Underlying earnings before tax

In New Markets, AEGON underlying earnings before tax increased 10% to EUR 152 million in the first six months of 2012. Higher earnings from AEGON Asset Management and Asia were partly offset by lower earnings in Central & Eastern Europe, Spain and Variable Annuities Europe. Recurring charges for Corporate Center expenses amounted to EUR 5 million.

 

 

Earnings from Central & Eastern Europe declined to EUR 44 million, primarily as a result of the pension legislation changes in Poland in 2011, which was only partly offset by favorable claim experience. In addition, adverse foreign exchange movements negatively impacted earnings.

 

 

Results from AEGON’s operations in Asia increased to EUR 14 million mainly as a result of higher investment income and favorable claim experience.

 

 

Earnings from Spain & France decreased to EUR 42 million as results from AEGON’s partnership with CAM are no longer included in the results as from the second quarter of 2012. Earnings contributions from partner La Mondiale in France remained level with the first six months of 2011 and amounted to EUR 11 million.

 

 

Results from Variable Annuities Europe declined to nil which was driven by higher expenses related to projects to position the company for future growth and an exceptional charge of EUR 2 million for customer refunding.

 

 

Earnings from AEGON Asset Management increased significantly to EUR 52 million, the result of performance fees and increased fee income, resulting from higher asset balances.

Operating expenses

Operating expenses increased 3% to EUR 297 million in the first six months of 2012, as a result of higher costs in Asia driven by investments in new distribution capabilities, the inclusion of the company’s Canadian investment management activities within AEGON Asset Management and recurring charges for Corporate Center expenses of EUR 5 million.

Sales and deposits

New life sales declined 6% to EUR 148 million.

 

 

In Central & Eastern Europe, new life sales remained level and amounted to EUR 56 million as lower production in Hungary due to difficult market circumstances was offset by increased production primarily in Poland and Turkey. At constant currencies, new life sales increased 5%.

 

 

In Asia, new life sales increased to EUR 30 million, driven by higher production in China due to strong performance of new distribution partners in the brokerage channel and increased sales of universal life products in Hong Kong, despite repricing in the first six months of 2012. This was partly offset by lower sales in India following regulatory changes.

 

 

New life sales in Spain & France declined to EUR 62 million as the inclusion of Caixa Sabadell Vida was offset by lower production at other joint venture partners in Spain.

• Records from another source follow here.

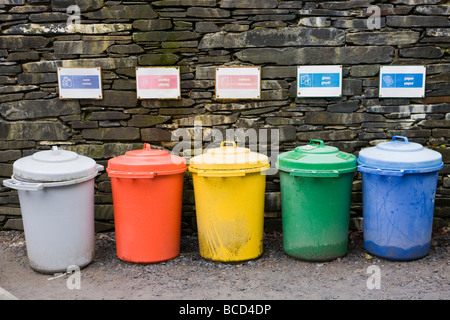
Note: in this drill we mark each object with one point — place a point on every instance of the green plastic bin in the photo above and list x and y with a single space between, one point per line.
316 184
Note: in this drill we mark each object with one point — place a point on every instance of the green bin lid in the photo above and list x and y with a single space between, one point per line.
316 157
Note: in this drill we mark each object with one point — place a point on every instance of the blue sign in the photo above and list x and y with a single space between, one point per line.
402 80
80 82
319 80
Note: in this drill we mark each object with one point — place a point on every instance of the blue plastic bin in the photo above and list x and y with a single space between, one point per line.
399 180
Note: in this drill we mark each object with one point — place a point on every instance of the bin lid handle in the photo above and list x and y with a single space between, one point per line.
315 142
397 138
21 185
222 145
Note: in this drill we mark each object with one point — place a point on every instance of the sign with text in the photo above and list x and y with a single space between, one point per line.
238 82
80 83
402 82
158 83
319 81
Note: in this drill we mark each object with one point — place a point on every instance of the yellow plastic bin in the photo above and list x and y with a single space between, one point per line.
229 188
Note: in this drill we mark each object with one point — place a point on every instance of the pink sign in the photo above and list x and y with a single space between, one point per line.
158 82
237 81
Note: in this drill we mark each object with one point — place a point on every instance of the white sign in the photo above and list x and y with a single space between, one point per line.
158 83
80 83
319 81
238 82
402 82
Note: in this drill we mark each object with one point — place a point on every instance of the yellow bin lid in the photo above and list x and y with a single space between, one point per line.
228 160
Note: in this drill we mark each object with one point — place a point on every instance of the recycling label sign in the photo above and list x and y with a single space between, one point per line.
319 81
402 81
80 83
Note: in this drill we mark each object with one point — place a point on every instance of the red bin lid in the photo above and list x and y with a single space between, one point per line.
145 163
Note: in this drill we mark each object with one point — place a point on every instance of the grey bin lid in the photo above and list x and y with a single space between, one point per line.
54 166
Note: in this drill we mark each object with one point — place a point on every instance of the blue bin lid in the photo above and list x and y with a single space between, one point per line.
400 154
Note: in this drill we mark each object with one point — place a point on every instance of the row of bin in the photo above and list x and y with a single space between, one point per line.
399 179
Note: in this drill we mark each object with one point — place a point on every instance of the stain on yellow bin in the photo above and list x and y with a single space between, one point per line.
229 188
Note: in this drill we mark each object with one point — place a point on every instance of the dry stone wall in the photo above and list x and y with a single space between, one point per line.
198 35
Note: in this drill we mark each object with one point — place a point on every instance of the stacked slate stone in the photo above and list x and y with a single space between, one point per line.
198 35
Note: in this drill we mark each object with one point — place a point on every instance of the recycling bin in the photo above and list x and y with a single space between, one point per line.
316 185
56 195
147 189
229 189
399 180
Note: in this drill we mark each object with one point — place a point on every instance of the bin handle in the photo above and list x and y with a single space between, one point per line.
315 142
405 139
20 185
220 174
315 173
222 145
383 172
134 175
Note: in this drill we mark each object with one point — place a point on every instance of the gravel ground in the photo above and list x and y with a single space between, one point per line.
274 276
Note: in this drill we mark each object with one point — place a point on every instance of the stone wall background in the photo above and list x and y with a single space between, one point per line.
198 35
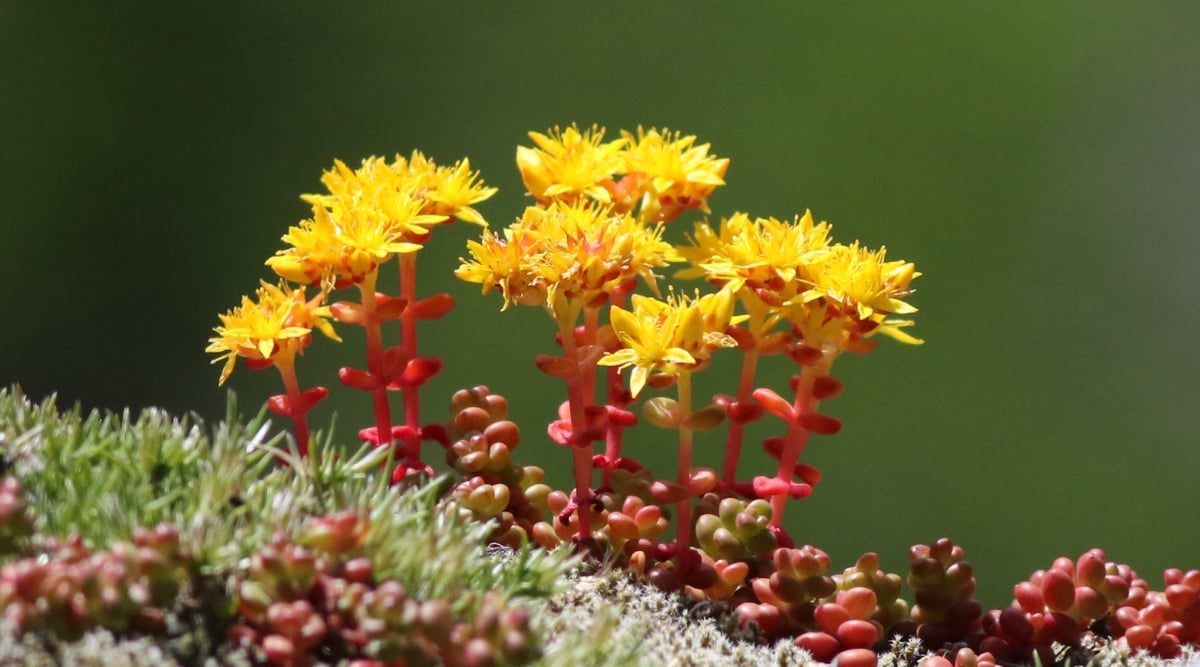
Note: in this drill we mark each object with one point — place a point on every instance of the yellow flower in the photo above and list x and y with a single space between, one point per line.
279 320
772 257
570 166
369 215
663 337
678 174
565 253
445 191
861 288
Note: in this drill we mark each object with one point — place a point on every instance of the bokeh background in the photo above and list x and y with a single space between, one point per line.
1039 162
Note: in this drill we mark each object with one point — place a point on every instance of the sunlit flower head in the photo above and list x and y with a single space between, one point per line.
677 174
861 288
369 215
279 320
570 166
771 257
579 253
663 337
447 191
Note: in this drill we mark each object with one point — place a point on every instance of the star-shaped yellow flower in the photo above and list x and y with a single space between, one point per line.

New premium production from AEGON’s general insurance in Central & Eastern Europe declined and amounted to EUR 17 million. New premium production from AEGON’s accident & health insurance in CEE and Asia declined and amounted to EUR 11 million.

Gross deposits in New Markets amounted to EUR 5.8 billion and increased compared to the first six months of 2011. Gross deposits in AEGON Asset Management increased substantially to EUR 5.3 billion as a result of institutional sales in the US and the Netherlands. In the CEE gross deposits declined following pension legislation changes in Poland.

 

72


vi Subsequent events

On July 18, AEGON issued EUR 500 million in senior unsecured notes, due July 18, 2017. The notes were issued under AEGON’s USD 6 billion debt issuance program at a price of 99.712%, and will carry a coupon of 3.00%. Net proceeds from this issuance will be used for general corporate purposes and the redemption of short-term debt.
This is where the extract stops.